The Correct Option is D

Concept: The operation of a rocket is a classic example of Newton's Third Law of Motion and the principle of conservation of linear momentum. Step 1: Understanding Rocket Propulsion A rocket expels hot gases (burnt fuel) downwards at a very high velocity. According to Newton's Third Law, for every action, there is an equal and opposite reaction. The action is the downward expulsion of gases. The reaction is an upward force (thrust) exerted on the rocket by these gases, which propels the rocket upwards. Step 2: Applying the Principle of Conservation of Linear Momentum The principle of conservation of linear momentum states that if no external forces act on a system, the total linear momentum of the system remains constant. Consider the rocket and its fuel as an isolated system. Initially (before launching or before expelling a particular segment of gas), the rocket and fuel might be at rest or moving with a certain momentum. When the rocket expels a mass of gas (\(m_g\)) downwards with a velocity (\(v_g\)), the gas acquires a downward momentum (\(p_g = m_g v_g\)). To conserve the total momentum of the system (rocket + expelled gas), the rocket itself must gain an equal and opposite momentum. If the rocket has mass \(M_R\) and gains an upward velocity \(V_R\), its upward momentum is \(P_R = M_R V_R\). In a simplified view, if the initial momentum of the system was zero (rocket at rest), then after expelling gas: Total final momentum = Momentum of rocket + Momentum of gas = 0 \(M_R V_R + m_g v_g = 0\) (where \(v_g\) would be negative if \(V_R\) is positive, or vice versa, due to opposite directions). This means \(M_R V_R = -m_g v_g\). The rocket gains momentum in one direction, and the expelled gases gain an equal magnitude of momentum in the opposite direction. Step 3: Evaluating other options
Conservation of Mass (1): While mass is conserved in a non-relativistic sense for the universe, the mass of the rocket itself decreases as it burns and expels fuel. So, it's not the primary principle for its propulsion mechanism in the way momentum conservation is.

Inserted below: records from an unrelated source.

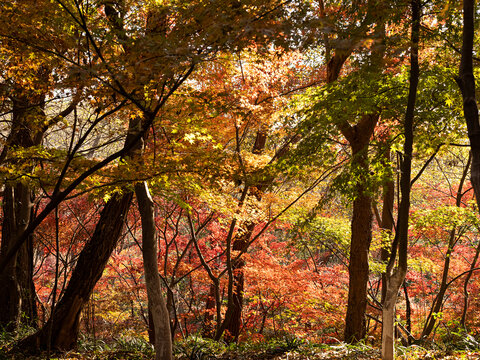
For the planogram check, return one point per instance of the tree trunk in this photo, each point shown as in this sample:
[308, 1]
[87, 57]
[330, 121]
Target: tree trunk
[17, 300]
[393, 284]
[396, 277]
[87, 272]
[438, 302]
[161, 318]
[466, 82]
[88, 269]
[233, 315]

Conservation of Energy (2): Energy is also conserved (chemical energy of fuel converts to kinetic energy of rocket and gases, and heat), but the fundamental principle explaining the rocket's motion and change in velocity due to expelled mass is momentum conservation.
Conservation of Charge (3): This principle deals with electric charges and is not directly relevant to the mechanical propulsion of a rocket. The recoil of the rocket due to the ejection of mass is best explained by the conservation of momentum. Therefore, a rocket works on the principle of conservation of momentum.